Sleep Deprivation & Adolescence

A poll completed by the National Sleep Foundation in 2006 found a strong correlation between feelings of sadness and inefficient teenage sleep patterns. More than 70% of the teens who experienced depression and/or routine sadness also reported feeling tired during the day due to sleep deprivation. The signs of a sleep-deprived teenager are easily confused with normal mood swings and the growing pains of adolescence, but parents may notice one or more of the following signs of teen sleep deprivation:

    • A tendency to fall asleep at inappropriate times without a cellphone, caffeine or other constant stimulants
    • Problems waking up in the morning, which may lead to tardiness and/or unexcused absences at school
    • Unexplained depression and/or signs of unhappiness
    • Falling asleep in class or while doing homework, often resulting in uncompleted assignments and low grades

Teens are at greater risk for car accidents, dropping out of high school, drug and alcohol abuse, and making poor judgments that impact the rest of their life when they don’t get enough sleep at night. They simply cannot deal with the hormonal surges and emotional changes that come with adolescence when their brains aren’t well rested.

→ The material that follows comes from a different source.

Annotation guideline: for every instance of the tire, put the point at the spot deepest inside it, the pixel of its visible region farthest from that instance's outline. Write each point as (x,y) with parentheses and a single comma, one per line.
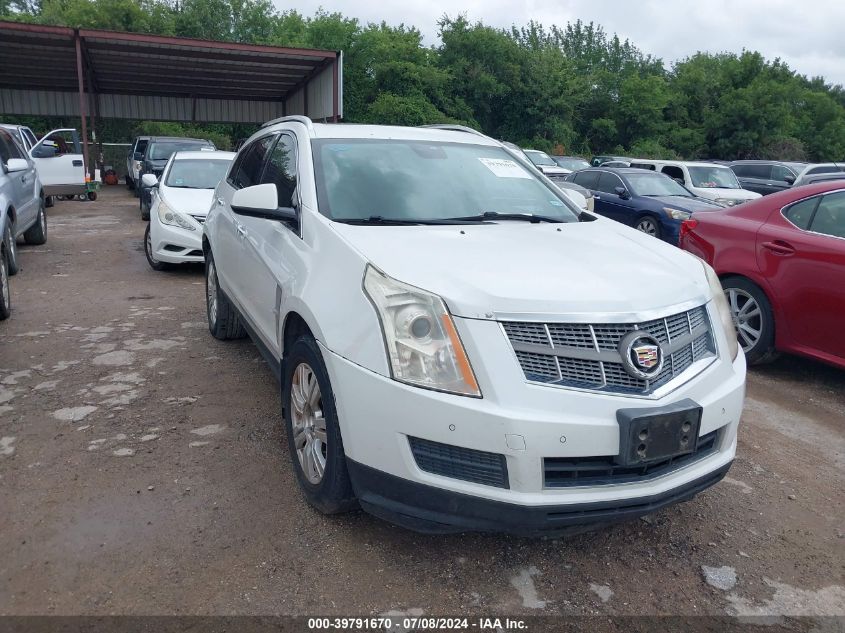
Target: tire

Can You Turn It Around for Your Teen?

Experts recommend breaking typical routines of modern teen life in order to develop healthy teenage sleep patterns. They want teenagers to avoid caffeine, video games, computers, televisions, and even bright light through the windows in the evening. They also suggest sleeping in no more than an extra three hours on the weekends. Parents can also help by allowing their teen to select a mattress that they find comfortable and by setting their teen’s bedroom up for sleep success. This means eliminating electronics at least a few hours before bedtime. If there are any signs of sleep disorders, it’s critical that parents help their teen find professional help.